The examples we have shown have used several user-defined functions (sentiment, tweetLatLng, etc.). If you wish to write your own UDF, you can do so in python. The following example, in which we count the length of tweets on the Spritzer stream, can be found at tweeql-udf.py:

from tweeql.exceptions import TweeQLException
from tweeql.field_descriptor import ReturnType
from tweeql.function_registry import FunctionInformation, FunctionRegistry
from tweeql.query_runner import QueryRunner

class StringLength():
    return_type = ReturnType.INTEGER

    @staticmethod
    def factory():
        return StringLength().strlen

    def strlen(self, tuple_data, val):
        """ 
            Returns the length of val, which is a string
        """
        return len(val)

fr = FunctionRegistry()
fr.register("stringlength", FunctionInformation(StringLength.factory, StringLength.return_type))

runner = QueryRunner()
runner.run_query("SELECT stringlength(text) AS len FROM twitter_sample;", False)

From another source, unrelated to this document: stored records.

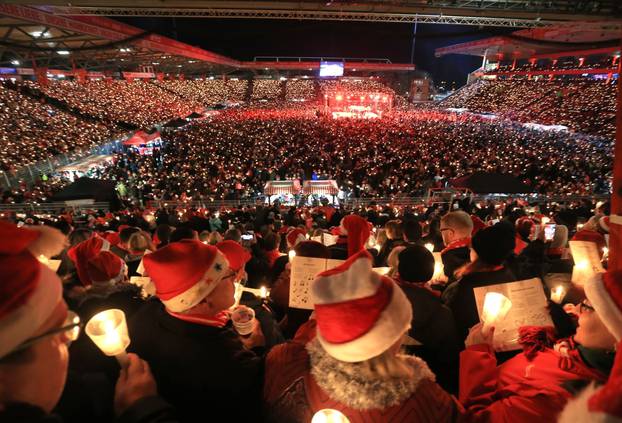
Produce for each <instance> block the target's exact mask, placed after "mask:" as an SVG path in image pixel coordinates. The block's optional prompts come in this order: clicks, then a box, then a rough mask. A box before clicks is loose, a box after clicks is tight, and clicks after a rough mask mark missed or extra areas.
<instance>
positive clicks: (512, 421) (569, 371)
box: [459, 271, 622, 423]
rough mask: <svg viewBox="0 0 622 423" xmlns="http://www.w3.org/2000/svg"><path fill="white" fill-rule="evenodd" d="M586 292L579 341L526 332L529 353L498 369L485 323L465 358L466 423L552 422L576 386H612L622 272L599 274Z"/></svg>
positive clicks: (470, 336) (546, 330) (522, 333)
mask: <svg viewBox="0 0 622 423" xmlns="http://www.w3.org/2000/svg"><path fill="white" fill-rule="evenodd" d="M584 288H585V295H586V299H585V300H584V301H583V302H582V303H580V304H579V305H577V306H576V308H575V310H574V311H573V312H574V313H575V314H577V315H578V326H577V330H576V333H575V335H574V336H573V337H571V338H566V339H561V340H555V337H554V330H553V328H534V327H524V328H521V329H520V331H519V338H520V339H519V342H520V343H521V344H522V346H523V352H522V353H520V354H518V355H516V356H515V357H513V358H512V359H510V360H508V361H506V362H505V363H503V364H501V365H500V366H498V367H497V366H496V358H495V356H494V351H493V349H492V346H491V345H492V337H493V333H494V330H492V331H489V332H488V333H487V334H486V335H484V334H483V332H482V324H481V323H479V324H477V325H475V326H474V327H473V328H471V331H470V333H469V336H468V337H467V339H466V342H465V344H466V346H467V348H466V350H465V351H463V352H462V353H461V354H460V396H459V398H460V402H461V403H462V405H463V406H464V408H465V415H464V420H465V421H469V422H490V421H499V422H501V421H503V422H516V423H519V422H521V423H522V422H526V421H534V422H552V421H555V420H556V418H557V417H558V414H559V413H560V412H561V411H562V409H563V408H564V406H565V404H566V403H567V402H568V400H569V399H570V398H571V397H572V396H573V393H574V392H573V387H574V386H578V385H580V386H585V384H586V383H589V382H592V381H596V382H600V383H603V382H605V381H606V380H607V378H608V375H609V374H610V373H611V369H612V367H613V363H614V357H615V345H616V343H619V342H620V340H622V272H620V271H616V272H607V273H602V274H597V275H596V276H594V277H593V278H591V279H589V280H587V281H585V283H584ZM573 421H577V420H573Z"/></svg>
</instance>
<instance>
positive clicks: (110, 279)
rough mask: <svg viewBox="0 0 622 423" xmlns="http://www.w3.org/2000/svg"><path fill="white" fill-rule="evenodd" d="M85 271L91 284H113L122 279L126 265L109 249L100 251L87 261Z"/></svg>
mask: <svg viewBox="0 0 622 423" xmlns="http://www.w3.org/2000/svg"><path fill="white" fill-rule="evenodd" d="M87 272H88V274H89V279H90V280H91V282H92V283H93V285H98V284H99V285H102V284H111V285H114V284H116V283H118V282H121V281H122V280H123V278H124V277H125V274H126V272H127V266H126V265H125V262H124V261H123V260H121V258H120V257H119V256H117V255H115V254H113V253H111V252H109V251H100V252H99V254H97V255H96V256H95V257H93V258H91V259H90V260H89V261H88V263H87Z"/></svg>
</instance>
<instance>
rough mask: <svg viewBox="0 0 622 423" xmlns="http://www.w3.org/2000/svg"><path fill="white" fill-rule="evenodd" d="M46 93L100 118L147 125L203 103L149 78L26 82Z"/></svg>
mask: <svg viewBox="0 0 622 423" xmlns="http://www.w3.org/2000/svg"><path fill="white" fill-rule="evenodd" d="M28 83H29V84H31V86H33V87H34V88H36V89H38V90H40V91H41V92H43V93H44V94H45V95H47V96H49V97H51V98H54V99H56V100H59V101H62V102H64V103H66V104H67V105H68V106H70V107H73V108H76V109H77V110H79V111H80V113H84V114H86V115H89V116H93V117H95V118H98V119H100V120H102V121H103V122H124V123H128V124H130V125H133V126H135V127H137V128H149V127H151V126H152V125H154V124H156V123H163V122H166V121H168V120H170V119H173V118H176V117H180V116H181V117H184V116H187V115H189V114H190V113H192V112H193V111H194V110H195V109H197V108H199V109H200V108H201V107H202V104H200V103H198V102H195V101H193V100H191V99H182V98H180V97H179V96H177V95H175V94H173V93H171V92H169V91H167V90H164V89H162V88H160V87H158V86H157V85H155V84H153V83H151V82H150V81H142V80H136V81H132V82H127V81H118V80H103V81H89V82H86V83H78V82H76V81H49V83H47V84H44V85H41V84H35V83H32V82H28Z"/></svg>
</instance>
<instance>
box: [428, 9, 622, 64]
mask: <svg viewBox="0 0 622 423" xmlns="http://www.w3.org/2000/svg"><path fill="white" fill-rule="evenodd" d="M621 3H622V2H621ZM621 35H622V21H617V22H616V21H608V22H573V23H571V24H570V23H561V24H556V25H551V26H549V27H542V28H532V29H524V30H520V31H516V32H513V33H511V34H509V35H502V36H497V37H491V38H486V39H482V40H476V41H470V42H466V43H460V44H454V45H451V46H447V47H442V48H439V49H436V51H435V55H436V56H437V57H441V56H445V55H447V54H465V55H472V56H480V57H484V56H486V58H487V59H489V60H493V61H496V60H507V59H527V58H536V59H539V58H545V57H548V58H555V57H563V56H564V55H573V56H578V55H585V54H614V53H616V52H619V50H620V36H621Z"/></svg>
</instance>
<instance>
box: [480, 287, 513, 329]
mask: <svg viewBox="0 0 622 423" xmlns="http://www.w3.org/2000/svg"><path fill="white" fill-rule="evenodd" d="M510 308H512V302H511V301H510V300H509V299H508V298H507V297H506V296H505V295H503V294H499V293H498V292H487V293H486V296H485V297H484V308H483V312H482V321H483V322H484V326H483V327H482V332H487V331H488V330H489V329H490V327H491V326H492V325H493V324H494V323H495V322H497V321H499V320H502V319H503V318H504V317H505V316H506V315H507V314H508V312H509V311H510Z"/></svg>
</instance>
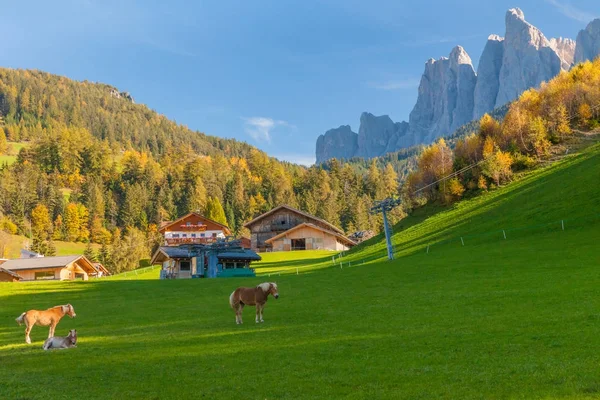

In this example, we build the class StringLength, which has two methods: a factory method and an strlen method. Stricly speaking, the only method that a UDF requires is a factory method, which returns another method (in this case strlen) that performs the actual computation. The only requirement for the UDF computation method is that its first argument be tuple_data, a dictionary of data that is returned with all tweets (read more about this here).

You can include any number of arguments after tuple_data. In our case, we only take one: the string val which we wish to take the length of. Note that when we run the query on the last line of this example, we pass text as an argument to stringlength---this is the value that val will take on.

After we have defined our UDF in StringLength, we then register the function. To do this, we create a FunctionRegistry, which is a singleton, and register the function as the TweeQL stringlength function. You can see the stringlength function in action on the last line of this example: it's a first-class citizen of our queries now!

To see more UDFs, take a look at builtin_functions.py.

Projects on which TweeQL Depends

tweepy---Twitter API in Python. TweeQL would not exist without Tweepy!
pyparsing---For the TweeQL parsing
sqlalchemy---For putting results into a relational database
ordereddict---For creating an LRU cache of keys (geoloc cache)
geopy---For geolocation
nltk---For sentiment analysis

License

TweeQL is BSD-licensed. Do what you will with it, but be nice!